Fitz’s second greatest love, after his family, was his long and varied career in dermatology, which included 36 years of private medical and surgical practice in San Diego. After graduating from Princeton University in 1966, Fitz studied medicine at Emory University, achieving membership in Alpha Omega Alpha, and completed an internship in general medicine at the University of Southern California. He entered the Navy, serving as a general medical officer achieving the rank of Commander from 1971-1974, and completed his residency in Dermatology at UCLA in 1978. He then moved to San Diego and opened Dermatology Associate in La Jolla and Encinitas. Fitz had a laser in his had until the very end, working at Goldman, Butterwick, Fitzpatrick, Groff & Fabi.
In addition to treating tens of thousands of patients, Fitz conducted over 130 medical research projects and published over 130 medical papers, 3 medical textbooks and nearly 60 textbook chapters.
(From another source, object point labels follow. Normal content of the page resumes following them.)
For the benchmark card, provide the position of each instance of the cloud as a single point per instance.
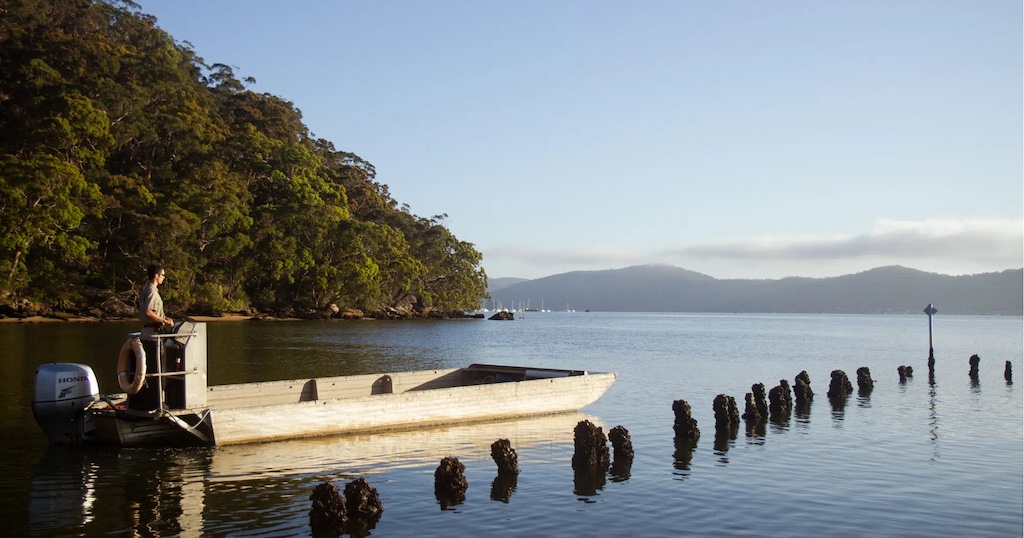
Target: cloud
(940, 246)
(998, 242)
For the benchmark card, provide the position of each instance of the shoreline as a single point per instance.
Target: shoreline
(44, 319)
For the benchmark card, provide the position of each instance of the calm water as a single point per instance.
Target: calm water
(913, 459)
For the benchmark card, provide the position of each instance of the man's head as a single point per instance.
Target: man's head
(156, 273)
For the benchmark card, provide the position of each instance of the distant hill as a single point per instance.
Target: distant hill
(666, 288)
(502, 283)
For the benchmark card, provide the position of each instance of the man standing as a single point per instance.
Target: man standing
(151, 305)
(151, 314)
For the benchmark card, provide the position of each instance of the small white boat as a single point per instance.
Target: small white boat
(186, 412)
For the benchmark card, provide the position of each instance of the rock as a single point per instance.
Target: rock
(802, 388)
(779, 401)
(751, 410)
(328, 516)
(622, 445)
(840, 385)
(974, 362)
(363, 502)
(591, 447)
(864, 382)
(726, 413)
(450, 482)
(505, 456)
(685, 425)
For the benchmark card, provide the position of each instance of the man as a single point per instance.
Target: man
(151, 305)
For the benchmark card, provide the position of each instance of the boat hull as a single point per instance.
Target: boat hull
(410, 409)
(280, 410)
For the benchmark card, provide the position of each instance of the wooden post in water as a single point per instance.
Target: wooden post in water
(930, 311)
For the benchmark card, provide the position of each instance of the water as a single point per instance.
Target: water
(913, 459)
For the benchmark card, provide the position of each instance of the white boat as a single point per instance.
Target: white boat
(185, 411)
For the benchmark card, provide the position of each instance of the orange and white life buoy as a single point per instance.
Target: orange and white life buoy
(131, 349)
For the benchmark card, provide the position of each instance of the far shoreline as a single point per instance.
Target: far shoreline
(225, 318)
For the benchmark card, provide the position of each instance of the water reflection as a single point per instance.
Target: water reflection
(839, 410)
(195, 492)
(587, 482)
(724, 439)
(803, 413)
(79, 490)
(864, 400)
(780, 419)
(621, 469)
(933, 419)
(503, 487)
(682, 456)
(756, 431)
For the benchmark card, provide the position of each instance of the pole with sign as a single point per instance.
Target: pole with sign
(931, 311)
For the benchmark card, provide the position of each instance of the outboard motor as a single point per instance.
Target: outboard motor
(62, 392)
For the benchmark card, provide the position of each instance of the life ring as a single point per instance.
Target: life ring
(131, 349)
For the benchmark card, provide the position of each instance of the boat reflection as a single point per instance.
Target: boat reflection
(226, 490)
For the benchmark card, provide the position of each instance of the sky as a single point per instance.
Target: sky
(742, 139)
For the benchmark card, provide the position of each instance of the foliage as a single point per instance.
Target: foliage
(120, 148)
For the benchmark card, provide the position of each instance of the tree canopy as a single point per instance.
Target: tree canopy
(121, 148)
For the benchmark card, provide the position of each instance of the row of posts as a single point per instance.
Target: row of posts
(359, 508)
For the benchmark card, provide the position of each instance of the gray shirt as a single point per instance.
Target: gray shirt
(148, 299)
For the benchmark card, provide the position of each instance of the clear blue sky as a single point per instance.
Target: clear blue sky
(736, 138)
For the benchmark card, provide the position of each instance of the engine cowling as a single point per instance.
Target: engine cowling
(61, 394)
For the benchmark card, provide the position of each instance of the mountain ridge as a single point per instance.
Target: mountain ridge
(889, 289)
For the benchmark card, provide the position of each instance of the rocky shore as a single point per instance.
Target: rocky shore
(116, 309)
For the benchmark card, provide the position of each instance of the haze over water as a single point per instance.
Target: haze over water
(920, 458)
His accomplishments and his contributions to the world of dermatology were enhanced by his genuine love of life. When he took off his doctor’s coat, everyone clearly saw a side of Fitz that you could never imagine. From Mr. Incredible, to the “Laser King,” to donning his favorite Ike Turner hot pink suit, Fitz lived life to the fullest. His laughter was contagious and he was an inspiration of strength and courage to all who knew him. He was an eternal optimist who will be missed by all who knew and loved him. Above all else, Fitz loved and adored his family, including his wife, Betsy, four daughters and a son: Palmer Fitzpatrick, Elizabeth Calders, Ted Fitzpatrick, Maggi Fitzpatrick, Caitlin Fitzpatrick, and four grandchildren: Kasey, Kate, Topher, and Griffin.
He influenced the lives of countless physicians and changed the face of cosmetic dermatology forever.